The markets are less sure about the Fed hiking rates three times for a total of 75 basis points this year. A month ago, that was a sure thing. What has changed?

The Economic Surprise Index is down to a new low and indicates that actual hard data has not impressed beyond a relatively solid earnings season. Industrial production data showed a 1% monthly gain, but that is 1.4% below the November 2014 high if you’re contrarian and want to get picky about it. Housing starts have been soft but the percentage of loan foreclosure is very low.

Doubts can be seen in bond prices and inflation. The 10-year breakeven inflation rate dropped to a 6-month low this week. Both market-based and consumer survey measures of inflation expectations have been declining, and the latest inflation data showed a modest dip.
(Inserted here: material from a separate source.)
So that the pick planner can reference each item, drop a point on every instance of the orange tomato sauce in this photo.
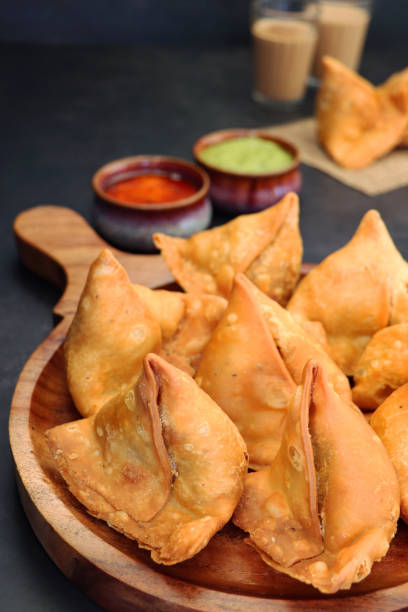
(151, 189)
“This backdrop injects some uncertainty over the Fed’s expectation of a second quarter rebound in economic activity,” says Neil MacKinnon, an economist with VTB Bank in London.

Sentiment has deteriorated somewhat as political controversies surrounding President Trump and the constant barrage of negative headlines out of Washington has some wondering if he will last four years. Water cooler chatter on Wall Street is that if Trump goes, Dow 20k is history. The dollar is back to pre-election levels, but that is more due to an overshoot than lack of confidence. Investors are also putting money to work overseas, especially in Europe, which has seen major inflows over the last two months based on EPFR Global fund tracking data.

Lastly, the fiscal stimulus investors were counting on seems unlikely this year.

Libor rates out to 12 months have recently dipped lower and 2-year Treasury yields are testing the 50 day moving average at 1.27%.

Equity markets aren’t particularly fazed by all of this, says MacKinnon. There are indicators that the super-low levels of VIX volatility might not last. On the plus side, earnings growth has been picking up and is on track to reach 16.5% in the first quarter, the best growth since 2011.